WSO asks lots of questions in the report, and mostly gets answers that comport to conventional wisdom. Among the other key categories: feedback on job performance and recognition for a job well done, where Credit Suisse was best of the bunch, and the quality of leadership and competence of senior management, both of which were judged to be Goldman Sachs’ forte. Goldman also was deemed the workplace where employees are most proud and happiest to recommend that others should work there, while Credit Suisse was judged better for one’s lifestyle, achieving top marks in management support for time off as well as for work-life balance. Flip side of the coin: Rothschild was voted worst for work-life balance, followed by Oppenheimer, Deloitte, Piper Jaffray, and Imperial Capital.

WSO also measures average hours worked per week. The top firm in that metric was New York-based Greentech Capital Advisors, at an astounding 86.3 hours. Employees at 10 firms report working more than 80 hours in a given week.

“We have a very large data set, especially for banking,” Curtis says, pointing out that WSO also compiles private equity, hedge fund, and other data. “Some of the really interesting things that I think are useful to candidates looking at these firms, you can look at the intern offer rates, and that’s a super useful graph: It helps you know where to go if you’re deciding between two similar banks. Say you’re mulling internship offers from Credit Suisse and Rothschild or Evercore of Greenhill — you can see that the boutique has a high rate of hiring its interns, and that push you to go with the boutique.

ABOUT THAT PERCENTILE THING … 

“But we also have loads of data that allows you to dive into any one of the specific companies and actually look at the reviews and look at the interviews and look at the compensation data that kind of makes up these graphs.”

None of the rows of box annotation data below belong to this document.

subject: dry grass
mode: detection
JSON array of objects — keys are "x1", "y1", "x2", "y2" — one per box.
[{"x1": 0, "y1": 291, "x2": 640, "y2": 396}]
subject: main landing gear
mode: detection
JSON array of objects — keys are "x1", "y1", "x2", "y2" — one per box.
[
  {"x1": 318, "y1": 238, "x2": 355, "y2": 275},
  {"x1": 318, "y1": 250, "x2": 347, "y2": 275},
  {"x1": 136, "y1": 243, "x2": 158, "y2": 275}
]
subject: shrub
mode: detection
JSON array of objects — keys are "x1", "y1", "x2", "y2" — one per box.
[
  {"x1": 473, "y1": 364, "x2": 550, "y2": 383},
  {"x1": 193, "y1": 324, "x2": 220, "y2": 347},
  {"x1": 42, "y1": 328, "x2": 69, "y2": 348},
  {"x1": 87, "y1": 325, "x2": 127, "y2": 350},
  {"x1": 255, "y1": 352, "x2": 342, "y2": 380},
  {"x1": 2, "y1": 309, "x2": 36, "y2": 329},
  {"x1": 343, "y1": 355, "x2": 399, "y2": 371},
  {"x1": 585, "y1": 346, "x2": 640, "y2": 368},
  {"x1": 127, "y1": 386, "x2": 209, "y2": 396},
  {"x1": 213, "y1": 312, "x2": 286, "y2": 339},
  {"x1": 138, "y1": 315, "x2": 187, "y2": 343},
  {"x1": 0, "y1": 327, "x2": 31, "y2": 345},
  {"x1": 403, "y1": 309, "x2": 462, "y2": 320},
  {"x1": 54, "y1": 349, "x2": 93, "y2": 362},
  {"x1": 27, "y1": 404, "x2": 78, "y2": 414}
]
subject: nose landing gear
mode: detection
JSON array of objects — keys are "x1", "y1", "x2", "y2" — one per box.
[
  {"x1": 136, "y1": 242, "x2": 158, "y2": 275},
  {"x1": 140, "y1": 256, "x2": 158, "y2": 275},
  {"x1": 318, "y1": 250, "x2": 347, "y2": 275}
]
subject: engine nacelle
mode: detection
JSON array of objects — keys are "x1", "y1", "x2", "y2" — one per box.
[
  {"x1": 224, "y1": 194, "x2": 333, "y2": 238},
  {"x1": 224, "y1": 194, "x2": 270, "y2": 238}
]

A word about the report’s somewhat unusual methodology. WSO compiles data (from 47,362 total submissions and counting) and ranks banks by percentile using Bayesian probability, so each chart — with a few exceptions, such as actual compensation figures and percentage of interns who are hired to full-time positions — shows the same series of 30 percentages in descending order. For example, Credit Suisse ranked third in Overall Employee Satisfaction at 95.2%, while Wells Fargo ranked third in Professional Growth Opportunities at an identical 95.2%. How is this possible? As Curtis explains, percentiles simply show where a company ranks out of a certain number of companies — in this case, 63. “When we ask an employee a certain question, banks get different scores based on these responses — but that doesn’t change the total number of banks involved in the dataset.”

Curtis says in the example above, where Credit Suisse and Wells Fargo both landed No. 3 on separate metrics but got equal scores, “the reason the percentiles are exactly the same is because for that specific metric, they were both ranked No. 3 out of 63 total firms — in this case the percentile formula is (63 – 3)/63. Another way to look at it: The average score of metric 1, Overall Employee Satisfaction, is 3.6 stars. If a company gets one 5-star review on that metric, “we don’t want to rank that ahead of a company with 10 reviews and an average ranking of 4.9 stars,” Curtis says.

Why do it this way? “The Bayesian stuff,” he continues, “is just a way to deal with companies where there are only a few observations. So, what Bayesian stats allows you to do is pull the companies with less reviews closer to the average of the entire group, so that as more votes come in they are pulled more toward their actual average and away from group average. (This gives you) higher confidence that the score is a true reflection versus just one or two votes (and) prevents companies with only a few great or bad reviews from ranking above or below companies with many great or bad reviews.”